The church in the Istanbul suburb of Yesilkoy will serve the 17,000-strong Syriac Christian community, which is also paying for the new building.
“It is the Turkish republic’s duty to meet the need for space to worship for the Syriac community, who are the ancient children of this geography,” Erdogan said during the stone-laying ceremony.
Syriac Christians are part of the eastern Christian tradition and pray in Aramaic, which Jesus is believed to have spoken.
Erdogan said he hoped the construction of the Syriac Orthodox Mor Ephrem Church would be completed within two years.
He had ordered the Istanbul metropolitan municipality to find space for the building in 2009 while he was prime minister.
It is being built on land belonging to the Latin Catholic Church and which is part of an Italian cemetery, the head of the Beyoglu Virgin Mary Syriac Orthodox Church Foundation in Istanbul, Sait Susin, said.
In recent years, Turkey has restored and reopened churches but the Islamic-rooted government has been criticised for trying to Islamicise the official secular country.

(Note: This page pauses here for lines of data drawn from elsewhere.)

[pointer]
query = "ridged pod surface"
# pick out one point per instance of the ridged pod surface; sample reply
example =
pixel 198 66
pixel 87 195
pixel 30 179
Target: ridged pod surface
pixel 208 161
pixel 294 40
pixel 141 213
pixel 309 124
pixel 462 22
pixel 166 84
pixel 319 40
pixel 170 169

Christian minorities including Armenians have also complained of being treated as second-class citizens in the Muslim-majority country.
Christians make up around 0.2 per cent of the total population in Turkey.
But Erdogan sought to extend a hand to other communities in the country of 82 million, saying “don’t forget, this country, this state belongs to everyone”.
“Anyone who has affection for, contributes to and is loyal to Turkey is a first-class citizen. There are no barriers to anyone in politics, trade or any other area.”
Official statistics show 98 per cent of the Turkish population is Muslim but a poll by Konda group earlier this year showed the number of people identifying as atheist rose from 1 to 3 per cent between 2008 and 2018.
In the same survey, 51 per cent said they were religious in 2018 compared with 55 per cent in 2008, although the number of those who said they were a “believer” rose from 31 per cent to 34 per cent in a decade.